Afghan lawmakers have been vocal about the reduced numbers as well.
"If Americans pull out all of their troops without a plan, the civil war of the 1990s would repeat itself," Naeem Lalai, an outspoken lawmaker from volatile Kandahar province told Reuters on Wednesday.
Mark Jacobson, a former NATO adviser to then-U.S. commander in Afghanistan, Gen, David Petraeus, said numbers under 6,000 troops would make it impossible to conduct any kind of mission in the country.
But Jacobson says the numbers being floated are also a shot across Karzai's bow.
"Karzai's people have said the U.S. needs Afghanistan more than Afghanistan needs U.S. troops and the administration is less than pleased with that," Jacobson said.
U.S. defense officials are playing a wait-and-see game on what the Karzai visit will produce.

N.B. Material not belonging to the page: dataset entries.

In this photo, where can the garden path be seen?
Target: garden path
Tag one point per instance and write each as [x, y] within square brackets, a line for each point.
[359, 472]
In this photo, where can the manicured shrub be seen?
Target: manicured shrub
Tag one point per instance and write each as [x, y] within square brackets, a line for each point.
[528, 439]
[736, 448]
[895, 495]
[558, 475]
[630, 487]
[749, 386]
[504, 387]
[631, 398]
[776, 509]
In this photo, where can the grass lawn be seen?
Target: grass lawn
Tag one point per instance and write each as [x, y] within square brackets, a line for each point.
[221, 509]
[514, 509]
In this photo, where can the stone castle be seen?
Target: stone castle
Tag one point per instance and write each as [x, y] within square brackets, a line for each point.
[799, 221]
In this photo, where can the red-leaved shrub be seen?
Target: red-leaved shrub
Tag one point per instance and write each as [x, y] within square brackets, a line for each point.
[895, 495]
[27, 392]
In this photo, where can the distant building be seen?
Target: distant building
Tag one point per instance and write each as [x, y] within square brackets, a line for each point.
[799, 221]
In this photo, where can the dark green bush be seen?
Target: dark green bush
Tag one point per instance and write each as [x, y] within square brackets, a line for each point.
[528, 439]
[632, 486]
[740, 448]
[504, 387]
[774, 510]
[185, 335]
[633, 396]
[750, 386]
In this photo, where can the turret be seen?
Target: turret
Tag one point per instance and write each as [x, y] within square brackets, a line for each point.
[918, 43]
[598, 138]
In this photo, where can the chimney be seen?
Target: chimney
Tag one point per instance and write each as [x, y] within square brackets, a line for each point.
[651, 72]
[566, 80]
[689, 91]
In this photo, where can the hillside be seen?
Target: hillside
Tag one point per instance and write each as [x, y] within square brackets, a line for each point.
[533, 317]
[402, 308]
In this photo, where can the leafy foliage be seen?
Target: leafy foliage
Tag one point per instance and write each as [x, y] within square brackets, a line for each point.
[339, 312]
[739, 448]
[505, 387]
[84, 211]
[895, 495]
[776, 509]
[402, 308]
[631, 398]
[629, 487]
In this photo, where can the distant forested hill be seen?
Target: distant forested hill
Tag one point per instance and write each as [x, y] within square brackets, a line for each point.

A Republican member of the Senate Armed Service Committee, Lindsay Graham of South Carolina, said on Sunday that he would like to see a much larger enduring U.S. troop presence in Afghanistan.
Graham's comments represent what the opposite side of the spectrum, generally embraced by Republicans.
"I think somewhere in the 15,000 to 20,000 range, depends on what the military commanders say," Graham told CNN's Candy Crowley on State of the Union
But Jacobson says we the numbers could also depend on how the Afghan government is perceived by the Afghan people. If the government seems to be providing basic services and has the support of the people, a reduced U.S. troop number could be appropriate.
Combined with a competent Afghan security force, there could be little reason to keep troops other than a U.S. counterterrorism force inside the country, according to Jacobson.